Les historiens du siècle dernier, dont Louis Levrault, pensaient les fondations plus anciennes encore. Les grosses assises de grès dateraient de la période romaine, du temps où le Mont était occupé par un castrum romain. Une tour de guet aurait occupé l’extrémité du plateau, endroit idéal, il est vrai, pour surveiller la plaine. La chapelle a subi, comment l’ensemble du couvent, les incendies et les guerres. Elle fut remaniée à plusieurs reprises. Seules les petites baies romanes et la frise lombarde semblent dater du temps d’Herrade.

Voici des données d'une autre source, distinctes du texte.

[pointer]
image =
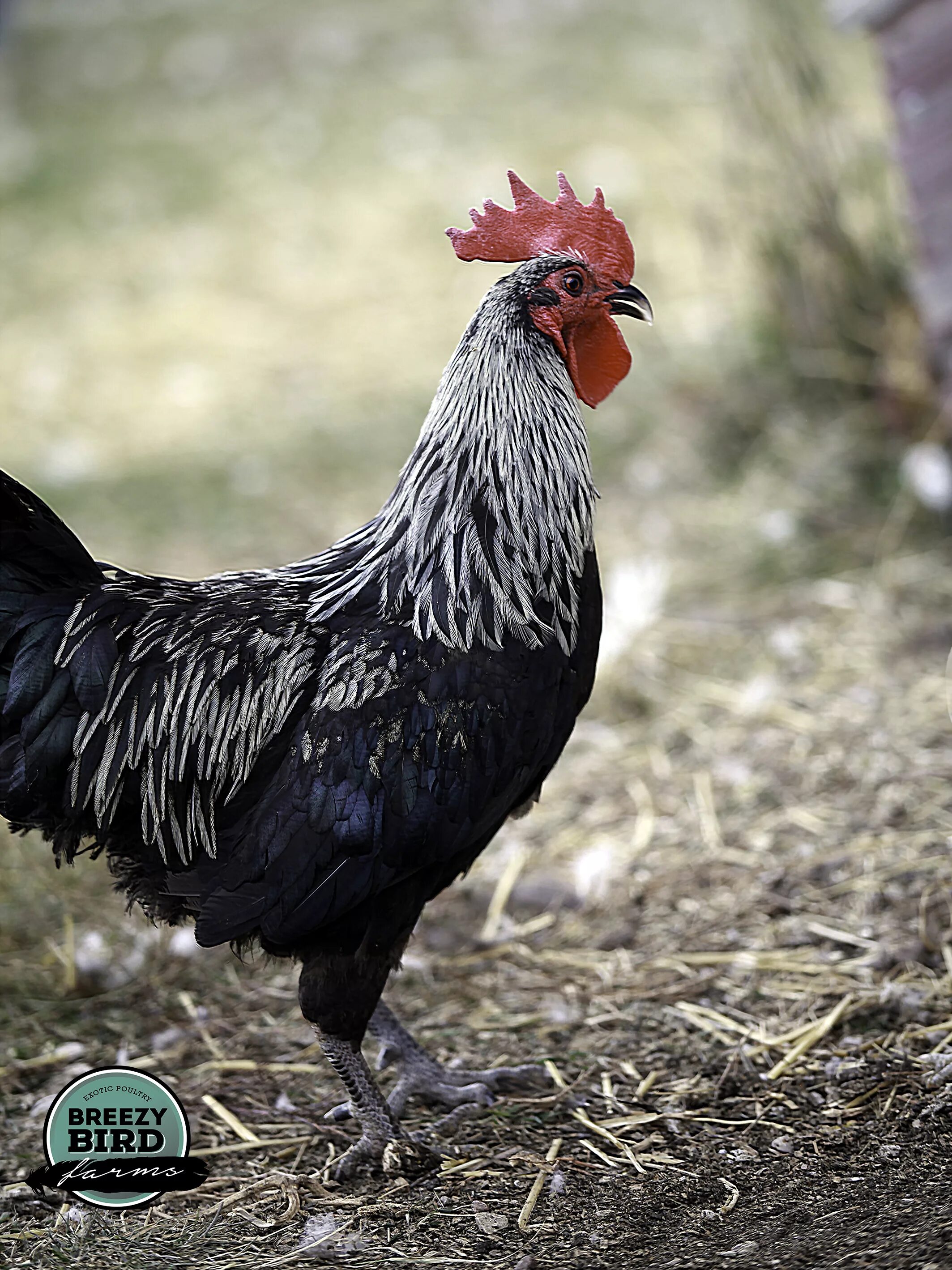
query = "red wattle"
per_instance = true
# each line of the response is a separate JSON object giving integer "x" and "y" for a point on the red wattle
{"x": 598, "y": 357}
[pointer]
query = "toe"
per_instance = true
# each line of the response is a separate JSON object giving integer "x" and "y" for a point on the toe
{"x": 408, "y": 1159}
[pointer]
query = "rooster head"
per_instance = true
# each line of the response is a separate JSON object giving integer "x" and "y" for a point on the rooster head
{"x": 589, "y": 285}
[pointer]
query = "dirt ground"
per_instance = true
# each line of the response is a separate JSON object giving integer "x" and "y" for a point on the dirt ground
{"x": 727, "y": 928}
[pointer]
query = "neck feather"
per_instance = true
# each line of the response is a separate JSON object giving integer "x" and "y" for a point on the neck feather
{"x": 487, "y": 530}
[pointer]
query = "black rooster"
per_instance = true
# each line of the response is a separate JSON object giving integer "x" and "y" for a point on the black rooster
{"x": 305, "y": 756}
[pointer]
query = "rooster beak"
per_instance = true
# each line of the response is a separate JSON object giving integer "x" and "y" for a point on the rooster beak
{"x": 633, "y": 303}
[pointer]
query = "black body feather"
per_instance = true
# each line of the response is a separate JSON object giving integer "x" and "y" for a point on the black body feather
{"x": 311, "y": 774}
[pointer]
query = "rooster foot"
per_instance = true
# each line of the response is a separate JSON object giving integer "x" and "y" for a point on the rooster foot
{"x": 397, "y": 1156}
{"x": 382, "y": 1142}
{"x": 461, "y": 1089}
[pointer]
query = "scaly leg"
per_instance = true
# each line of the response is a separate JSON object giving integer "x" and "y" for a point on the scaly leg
{"x": 337, "y": 996}
{"x": 382, "y": 1138}
{"x": 435, "y": 1084}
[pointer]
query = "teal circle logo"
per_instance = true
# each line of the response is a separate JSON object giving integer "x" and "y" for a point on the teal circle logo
{"x": 117, "y": 1127}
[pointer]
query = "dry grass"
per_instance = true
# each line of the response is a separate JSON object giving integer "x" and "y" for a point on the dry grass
{"x": 727, "y": 929}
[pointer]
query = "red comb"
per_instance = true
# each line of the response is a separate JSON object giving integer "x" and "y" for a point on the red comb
{"x": 589, "y": 231}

Le sanctuaire fut restauré en 1617 à la demande de Léopold d’Autriche, évêque de Strasbourg. On trouve ses armoiries au dessus de la porte avec l’inscription latine ‘RestItUta in anno DoMInI IesV ChrIsti’

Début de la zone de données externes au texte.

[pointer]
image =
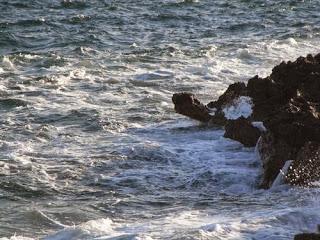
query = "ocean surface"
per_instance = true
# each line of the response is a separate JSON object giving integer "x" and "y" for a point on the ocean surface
{"x": 90, "y": 146}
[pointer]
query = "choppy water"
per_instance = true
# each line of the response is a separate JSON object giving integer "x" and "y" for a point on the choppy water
{"x": 90, "y": 147}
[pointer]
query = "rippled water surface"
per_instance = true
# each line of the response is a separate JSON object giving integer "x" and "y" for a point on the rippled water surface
{"x": 90, "y": 146}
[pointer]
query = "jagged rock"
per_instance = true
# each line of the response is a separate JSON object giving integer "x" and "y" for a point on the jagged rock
{"x": 307, "y": 236}
{"x": 287, "y": 103}
{"x": 186, "y": 104}
{"x": 306, "y": 167}
{"x": 242, "y": 130}
{"x": 274, "y": 152}
{"x": 297, "y": 122}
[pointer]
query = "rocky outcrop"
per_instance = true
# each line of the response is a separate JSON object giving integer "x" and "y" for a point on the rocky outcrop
{"x": 186, "y": 104}
{"x": 307, "y": 236}
{"x": 287, "y": 103}
{"x": 306, "y": 168}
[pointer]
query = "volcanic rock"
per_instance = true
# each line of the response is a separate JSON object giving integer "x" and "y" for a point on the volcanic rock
{"x": 307, "y": 236}
{"x": 287, "y": 103}
{"x": 186, "y": 104}
{"x": 274, "y": 152}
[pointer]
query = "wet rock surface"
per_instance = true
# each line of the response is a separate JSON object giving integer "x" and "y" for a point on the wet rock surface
{"x": 242, "y": 130}
{"x": 306, "y": 168}
{"x": 287, "y": 103}
{"x": 307, "y": 236}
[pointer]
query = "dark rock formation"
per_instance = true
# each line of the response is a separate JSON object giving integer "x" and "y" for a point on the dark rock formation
{"x": 242, "y": 130}
{"x": 288, "y": 104}
{"x": 306, "y": 167}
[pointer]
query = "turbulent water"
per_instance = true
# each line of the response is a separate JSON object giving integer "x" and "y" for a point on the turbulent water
{"x": 90, "y": 146}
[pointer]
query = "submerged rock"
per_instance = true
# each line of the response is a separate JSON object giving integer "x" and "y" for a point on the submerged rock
{"x": 242, "y": 130}
{"x": 287, "y": 103}
{"x": 274, "y": 153}
{"x": 186, "y": 104}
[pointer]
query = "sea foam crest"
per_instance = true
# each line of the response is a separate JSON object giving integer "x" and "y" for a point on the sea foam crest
{"x": 240, "y": 107}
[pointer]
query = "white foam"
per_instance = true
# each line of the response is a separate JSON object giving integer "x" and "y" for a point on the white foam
{"x": 259, "y": 125}
{"x": 242, "y": 106}
{"x": 281, "y": 176}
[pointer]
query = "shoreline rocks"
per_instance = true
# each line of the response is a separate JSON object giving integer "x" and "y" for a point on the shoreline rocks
{"x": 287, "y": 103}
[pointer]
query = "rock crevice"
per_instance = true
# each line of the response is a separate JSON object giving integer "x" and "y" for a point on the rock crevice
{"x": 287, "y": 103}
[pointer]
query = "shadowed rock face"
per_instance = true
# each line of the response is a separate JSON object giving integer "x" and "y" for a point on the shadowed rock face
{"x": 288, "y": 104}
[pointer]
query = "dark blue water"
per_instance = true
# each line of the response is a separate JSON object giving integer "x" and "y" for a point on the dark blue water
{"x": 90, "y": 146}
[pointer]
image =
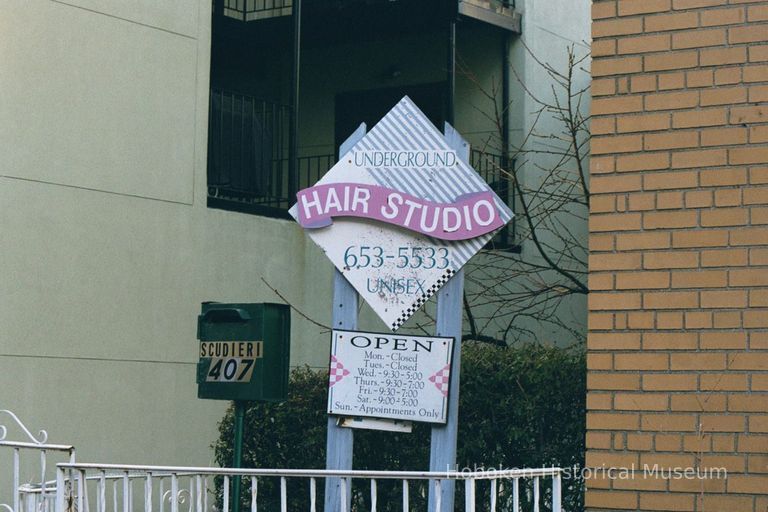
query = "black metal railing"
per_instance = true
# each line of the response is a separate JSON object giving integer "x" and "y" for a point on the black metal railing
{"x": 498, "y": 174}
{"x": 248, "y": 161}
{"x": 247, "y": 142}
{"x": 249, "y": 10}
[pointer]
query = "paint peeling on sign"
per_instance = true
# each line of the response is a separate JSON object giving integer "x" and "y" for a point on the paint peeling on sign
{"x": 380, "y": 213}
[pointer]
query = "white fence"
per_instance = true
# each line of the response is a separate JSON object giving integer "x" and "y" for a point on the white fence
{"x": 38, "y": 496}
{"x": 85, "y": 487}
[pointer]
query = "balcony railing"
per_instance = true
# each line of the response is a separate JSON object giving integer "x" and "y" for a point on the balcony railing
{"x": 248, "y": 161}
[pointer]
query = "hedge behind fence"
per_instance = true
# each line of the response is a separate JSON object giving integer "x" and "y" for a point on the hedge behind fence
{"x": 519, "y": 407}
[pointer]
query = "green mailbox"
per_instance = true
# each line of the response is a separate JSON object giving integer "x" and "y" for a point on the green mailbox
{"x": 244, "y": 351}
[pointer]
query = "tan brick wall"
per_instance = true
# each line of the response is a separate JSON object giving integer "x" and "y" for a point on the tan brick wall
{"x": 678, "y": 322}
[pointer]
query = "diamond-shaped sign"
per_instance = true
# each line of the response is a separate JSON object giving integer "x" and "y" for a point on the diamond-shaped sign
{"x": 400, "y": 213}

Lors des travaux de 1617, le cercueil d’Adalric, père d’Odile, est transféré de l’église dans la Chapelle des Anges. Curieusement, les autorités d’alors décident d’incruster le sarcophage dans le mur extérieur de la chapelle. Une face était visible dans l’édifice, mais il fallait passer sur le petit chemin, au dessus du vide, pour admirer la deuxième face. En 1751, Silbermann effectue le dessin que nous vous proposons de cette face extérieure. Johannes Andréas devait être perché dans une situation peu confortable pour son relevé, il n’avait pas peur du vide !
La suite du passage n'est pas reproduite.